His adrenaline rush was immediately replaced by disappointment as he saw the car turn right into a gas station. "I'm pulling up short," said J.C. Boldt drove around the block and parked with a good view of the station. Lamoia coordinated his and the remaining car-a blue jeep containing Butch Butler and Danny Wuto cover either of two cross streets.

As Boldt looked on, he sensed that the driver of the Saturn was stalling. He announced this over the radio. The young Chinese woman filled up the small car's tank impossibly slowly, and only after it was , filled, while looking around anxiously and consulting Connie Chi in the passenger seat. There was also a kid of about eighteen across the street who was looking on from over by a Dumpster. Boldt assigned Butch Butler to keep an eye on him, so his own attention wouldn't be distracted. A self-service gas station was an easy place to steal a car-too often, drivers neglected to take the keys with them. Or perhaps the kid was a runner-someone paid to make an exchange with Connie Chi. Whatever his purpose or intentions, the kid was a variable that Boldt didn't particularly like.
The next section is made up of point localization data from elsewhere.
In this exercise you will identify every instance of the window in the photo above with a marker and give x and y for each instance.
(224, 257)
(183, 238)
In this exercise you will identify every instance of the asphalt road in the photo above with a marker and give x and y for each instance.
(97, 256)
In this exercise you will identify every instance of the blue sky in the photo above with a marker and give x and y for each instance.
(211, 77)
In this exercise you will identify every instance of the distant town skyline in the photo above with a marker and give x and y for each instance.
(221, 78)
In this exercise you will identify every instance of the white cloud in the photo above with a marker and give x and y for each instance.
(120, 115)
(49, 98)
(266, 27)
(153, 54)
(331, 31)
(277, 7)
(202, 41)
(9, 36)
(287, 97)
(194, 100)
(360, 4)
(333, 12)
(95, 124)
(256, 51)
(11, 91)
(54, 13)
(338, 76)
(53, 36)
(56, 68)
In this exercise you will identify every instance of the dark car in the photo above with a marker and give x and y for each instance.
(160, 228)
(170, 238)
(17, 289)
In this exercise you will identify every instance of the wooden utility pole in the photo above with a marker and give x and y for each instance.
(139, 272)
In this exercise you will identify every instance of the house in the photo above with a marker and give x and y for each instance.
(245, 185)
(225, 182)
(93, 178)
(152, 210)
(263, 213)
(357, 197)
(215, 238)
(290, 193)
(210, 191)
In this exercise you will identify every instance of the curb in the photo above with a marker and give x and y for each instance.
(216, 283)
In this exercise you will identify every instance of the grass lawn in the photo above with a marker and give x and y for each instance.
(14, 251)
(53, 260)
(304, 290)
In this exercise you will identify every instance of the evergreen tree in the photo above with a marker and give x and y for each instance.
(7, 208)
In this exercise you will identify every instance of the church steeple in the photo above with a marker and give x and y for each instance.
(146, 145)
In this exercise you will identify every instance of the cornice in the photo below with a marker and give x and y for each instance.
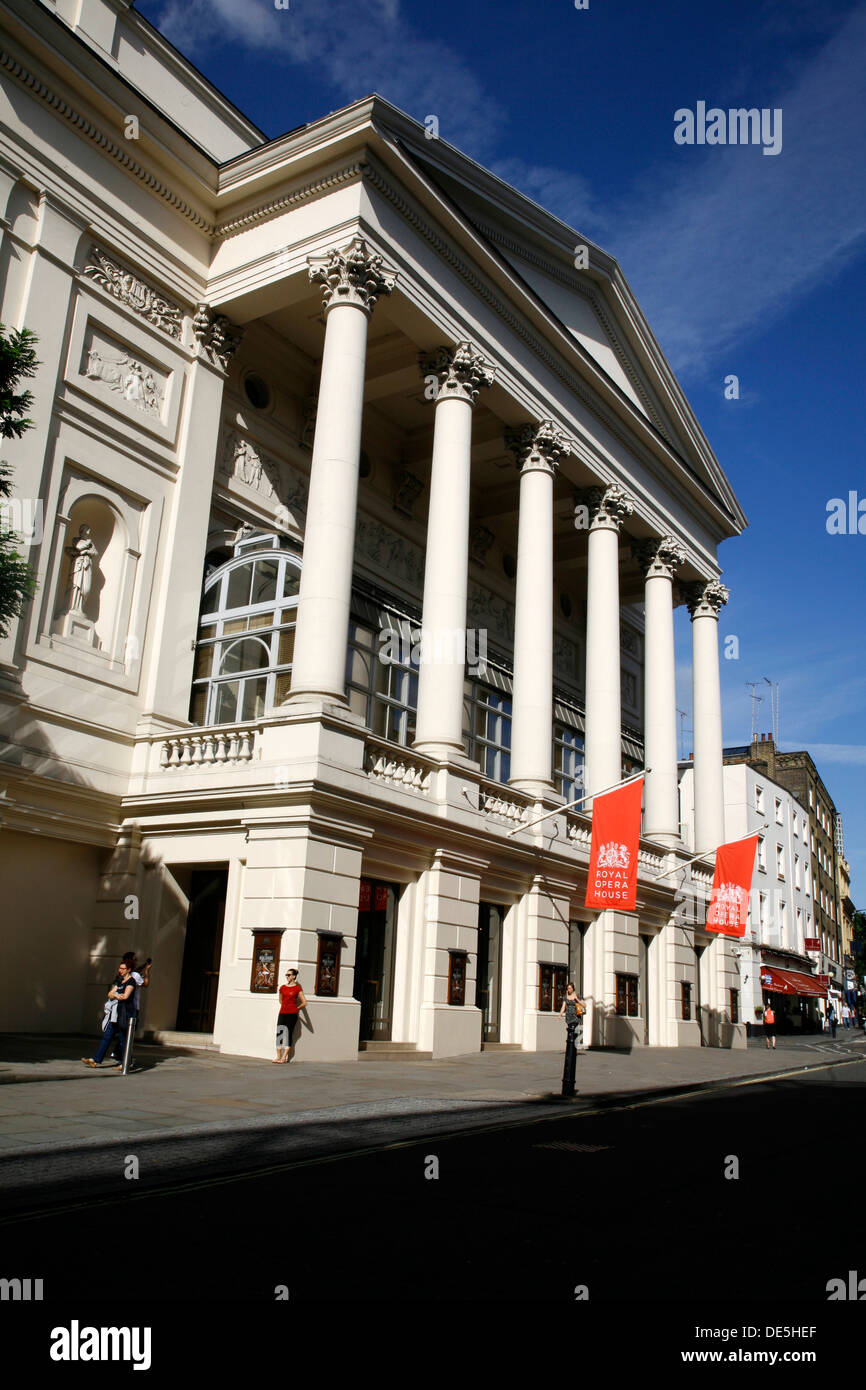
(580, 285)
(574, 384)
(348, 174)
(92, 132)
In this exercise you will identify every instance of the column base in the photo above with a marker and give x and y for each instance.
(444, 752)
(313, 704)
(537, 788)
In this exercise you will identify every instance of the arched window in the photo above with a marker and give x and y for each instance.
(246, 634)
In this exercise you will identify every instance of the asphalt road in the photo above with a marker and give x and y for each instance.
(628, 1203)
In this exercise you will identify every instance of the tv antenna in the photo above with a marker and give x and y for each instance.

From down the street, a dark blue, slightly beat up van approached at a pace uncharacteristically cautious for Seattle drivers. Boldt sat up in his seat, one hand grasping the radio's mike. The driver was nothing but a dark shape behind the silver impulse of the sky's reflection on the windshield. Boldt punched the button on the mike and said quickly, "Butch, Danny incoming, right behind you!" He watched from a distance as the two detectives turned rubbery and slipped down in their seats so that as the van passed, the jeep would appear empty. Slipping lower in his own seat, Boldt said, "I think we may have something here. Butch, you watch the kid. Lamoia, run the van's plates. J.C., if they break quickly, you take the Saturn with Lamoia. Danny, Butch, and I will take the van."

Donnie Maybeck drove past the gas station once to make sure the Sister's red car was parked there as it was supposed to be. When he confirmed this, he drove fully around the block looking for guys eating donuts in the front seat of their car: cops. Seeing none, he pulled in and parked next to an unleaded self-service pump. He climbed out and went through the process of filling up. In this way, he was able to carry on a conversation without ever looking at her. All of it had been the Doc's idea. Fucking genius. On cue, Connie's sister left for the bathroom. "Tell me about the cops," he said to Connie. "What is it now?" When the shit hits the fan, he thought, it really spreads around fast. "They asked about a woman named Sharon Shaffer. She's the AB-negative I gave you last week!" Involuntarily, he squeezed the pump so hard that gas bubbled out before the nozzle shut off. "And Verna's been asking me about my computer time. What's going on, Donnie? I don't even know what it is you do with that database. Some extra money, that's all. That's what you said. I got a feeling I don't want to know." She paused, then contradicted herself: "What do you do with it?"